Morrisey’s plea to the high court comes after the D.C. Court of Appeals refused to put a stay on the Clean Power Plan Friday. Federal judges ruled the agency’s compliance deadline was far enough away that courts could decide on the rule’s legality before then.

Environmentalists cheered the decision, but Morrisey and his coalition vowed to bring their case to the Supreme Court.

Morrisey argues the EPA’s so-called Clean Power Plan would be an even bigger blow to state economies, especially coal-reliant states like West Virginia. He warns the EPA could push forward with the costly rule while its legailty is being debated in the courts.

“In the present case, EPA is seeking to similarly circumvent judicial review, but on an even larger scale and this time directly targeting the States,” Morrisey continued. “In sworn declarations submitted to the D.C. Circuit below, numerous state regulators describe the Plan as the most far reaching and burdensome rule EPA has ever forced onto the States.”
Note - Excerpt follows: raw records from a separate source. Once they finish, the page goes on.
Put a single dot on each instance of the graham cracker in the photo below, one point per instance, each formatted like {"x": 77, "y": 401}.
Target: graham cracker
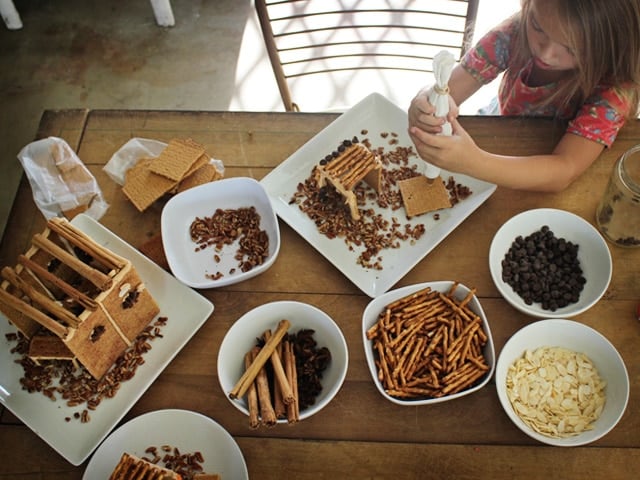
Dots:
{"x": 143, "y": 187}
{"x": 421, "y": 196}
{"x": 177, "y": 159}
{"x": 202, "y": 175}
Last year, the Supreme Court ruled the EPA’s Mercury and Air Toxics Standards (MATS) regulation violated the Clean Air Act, and that the agency “unreasonably when it deemed cost irrelevant to the decision to regulate power plants.”

“No regulation is ‘appropriate’ if it does significantly more harm than good,” Justice Antonin Scalia wrote in the majority opinion in June 2015.

The ruling was cheered by Morrisey and others, but the EPA was quick to author a rebuttal to the court’s decision: it came too late.

Janet McCabe, the head of EPA’s air office, argued the many power plants had already complied with the rule, meaning it was going into effect whether it was on the books or not. This argument resonated with lower courts that later refused to vacate the rule, despite the Supreme Court’s ruling.

EPA’s MATS rule was one of the most expensive ever issued by the agency, at nearly $10 billion a year. The EPA’s Clean Power is estimated by the agency to cost around $8 billion, but coal industry estimates put the costs much higher –between $37 billion a year and $58 billion per year.

“Because the rule had not been stayed during the years of litigation, EPA assured its supporters that ‘the majority of power plants are already in compliance or well on their way to compliance,’ Morrisey wrote.

“Then, in reliance on EPA’s representation that most power plants had already fully complied, the D.C. Circuit responded to this Court’s remand by declining to vacate the rule that this Court had declared unlawful,” Morrisey added.